|13 STAR ANTIQUE AMERICAN FLAG WITH A MEDALLION CONFIGURATION OF STARS; A TINY EXAMPLE AMONG ITS COUNTERPARTS WITH SEWN CONSTRUCTION, MADE circa 1895-1926, EXHIBITED AT THE MUSEUM OF THE AMERICAN REVOLUTION, JUNE-JULY 2019
|Frame Size (H x L):
|22" x 28"
|Flag Size (H x L):
|12.5" x 18.5"
|This 13 star antique American flag is of a type made during the last decade of the 19th century through the beginning of the 20th. The stars are arranged in a medallion configuration that features a single star in the center, surrounded by a wreath of stars, with a flanking star in each corner of the blue canton.
The canton and stripes of the flag are made of wool bunting that has been pieced with treadle stitching. The stars are made of cotton and are double-appliquéd (applied to both sides) with a zigzag machine stitch. There is a twill cotton binding along the hoist, in the form of an open sleeve.
Why 13 Stars? As the number of stars grew with the addition of new states, it became more and more difficult to fit their full complement on a small flag. The stars would, by necessity, have to become smaller, which made it more and more difficult to view them from a distance as individual objects. The fear was that too many stars would become one white mass and distort the ability to identify American ships on the open seas.
The U.S. Navy used 13 stars on its small-scale flags for precisely this reason.
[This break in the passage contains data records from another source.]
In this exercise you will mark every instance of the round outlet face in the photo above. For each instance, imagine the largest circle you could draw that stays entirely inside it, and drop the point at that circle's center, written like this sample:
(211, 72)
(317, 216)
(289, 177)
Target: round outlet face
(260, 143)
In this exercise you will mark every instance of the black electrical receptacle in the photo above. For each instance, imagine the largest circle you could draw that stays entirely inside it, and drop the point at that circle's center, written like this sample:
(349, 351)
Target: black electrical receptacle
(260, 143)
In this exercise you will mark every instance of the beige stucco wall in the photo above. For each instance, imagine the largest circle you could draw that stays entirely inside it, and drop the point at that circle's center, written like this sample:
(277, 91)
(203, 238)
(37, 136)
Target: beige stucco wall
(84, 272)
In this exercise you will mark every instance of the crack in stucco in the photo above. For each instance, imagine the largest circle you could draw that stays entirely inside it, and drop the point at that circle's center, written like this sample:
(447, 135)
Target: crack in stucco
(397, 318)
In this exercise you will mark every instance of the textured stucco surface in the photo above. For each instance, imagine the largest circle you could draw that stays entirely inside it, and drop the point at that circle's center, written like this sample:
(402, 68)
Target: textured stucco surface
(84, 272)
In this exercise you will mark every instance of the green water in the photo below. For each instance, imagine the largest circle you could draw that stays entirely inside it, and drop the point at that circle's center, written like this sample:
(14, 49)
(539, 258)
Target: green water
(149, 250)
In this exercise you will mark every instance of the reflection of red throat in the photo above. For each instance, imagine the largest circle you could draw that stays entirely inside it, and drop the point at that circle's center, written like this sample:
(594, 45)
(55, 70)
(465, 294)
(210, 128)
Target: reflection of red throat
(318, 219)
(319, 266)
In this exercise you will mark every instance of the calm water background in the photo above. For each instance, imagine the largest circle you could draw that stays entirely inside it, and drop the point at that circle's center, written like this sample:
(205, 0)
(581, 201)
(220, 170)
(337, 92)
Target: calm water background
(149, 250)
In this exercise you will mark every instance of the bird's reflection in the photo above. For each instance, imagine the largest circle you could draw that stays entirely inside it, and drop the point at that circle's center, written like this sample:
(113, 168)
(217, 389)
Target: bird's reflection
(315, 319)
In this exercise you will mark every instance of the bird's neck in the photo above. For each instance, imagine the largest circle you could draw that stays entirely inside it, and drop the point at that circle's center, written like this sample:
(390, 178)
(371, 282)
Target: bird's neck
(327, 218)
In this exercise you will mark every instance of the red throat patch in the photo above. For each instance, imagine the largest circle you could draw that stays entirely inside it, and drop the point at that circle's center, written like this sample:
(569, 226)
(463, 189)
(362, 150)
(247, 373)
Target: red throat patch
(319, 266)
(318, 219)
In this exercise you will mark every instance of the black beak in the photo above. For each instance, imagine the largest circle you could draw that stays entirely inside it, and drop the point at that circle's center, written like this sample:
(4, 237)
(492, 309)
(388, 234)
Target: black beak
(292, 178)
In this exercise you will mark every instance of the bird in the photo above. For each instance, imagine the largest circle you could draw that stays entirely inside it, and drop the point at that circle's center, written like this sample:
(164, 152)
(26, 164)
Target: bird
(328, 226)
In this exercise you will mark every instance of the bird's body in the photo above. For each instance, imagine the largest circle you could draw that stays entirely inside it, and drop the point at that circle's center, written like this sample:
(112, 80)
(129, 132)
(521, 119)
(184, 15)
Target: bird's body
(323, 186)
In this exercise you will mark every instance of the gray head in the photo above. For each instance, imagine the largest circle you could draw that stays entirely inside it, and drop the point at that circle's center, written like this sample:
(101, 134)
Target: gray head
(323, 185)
This was, of course, the original number of stars on the first American national flag, by way of the First Flag Act of 1777, and equal to the number of original colonies that became states.
For all practical purposes, commercial flag-makers simply didn't produce flags with pieced-and-sewn construction that were 3 to 4 feet in length before the 1890's. There are exceptions to this rule, but until this time, the smallest sewn flags were typically 6 feet on the fly. The primary use had long been more utilitarian than decorative, and flags needed to be large to be effective as signals. Private use grew with the passage of time, however, which led to the need for long-term use flags of more manageable scale.
Beginning around 1890, flag-makers began to produce small flags for the first time in large quantities, namely with dimensions of 2 x 3 feet or 2.5 x 4 feet. At just 1 x 1.5 feet, this is a tiny example among its counterparts.
Applying the same logic as the U.S. Navy, they chose the 13 star count rather than the full complement of stars for sake of ease and visibility. Any flag that has previously been official remains so according to the flag acts, so 13 star flags remain official national flags of the United States of America.
The 13 star count has been used throughout our nation's history for a variety of purposes. In addition to being flown by the Navy, 13 star flags were hoisted at patriotic events, including Lafayette’s visit in 1824-25, the celebration of the nation's centennial in 1876, and the sesquicentennial in 1926, as well as for annual celebrations of Independence Day. They were displayed during the Civil War, to reference past struggles for American liberty, and were used by 19th century politicians in political campaigning. The use of yachting ensigns with a wreath of 13 stars surrounding a fouled anchor, which allowed pleasure boats to bypass customs between 1848 and 1980, persists today without an official purpose.
Provenance: This flag was presented from June 14th – July 21st at the Museum of the American Revolution in Philadelphia, in an exhibit entitled “A New Constellation,” curated by Jeff Bridgman. This was the first ever, large scale exhibit of 13 star examples at a major museum.
Mounting: The flag was mounted and framed within our own conservation department, which is led by expert staff. We take great care in the mounting and preservation of flags and have framed thousands of examples.
The flag has been hand-stitched to 100% hemp fabric or a hemp and cotton blend (we use both interchangeably). The solid walnut frame dates to the period between black-painted and hand-gilded molding with its wide, shaped profile, is Italian. The glazing is U.V. protective acrylic (Plexiglas). Feel free to inquire for more details.
Condition: There is minor mothing in limited areas, accompanied by modest to moderate areas of the same in the 2nd and 4th white stripes, near the fly end, and along the canton, on the hoist end. Fabric of similar coloration was placed behind these areas, for masking purposes, during the mounting process. There is significant soiling along then entire length of the hoist binding. There are minor stains in the 1st and 2nd stripes, near the fly and hoist ends, respectively, and near the fly end of the 8th stripe. Many of my clients prefer early flags to show their age and history of use.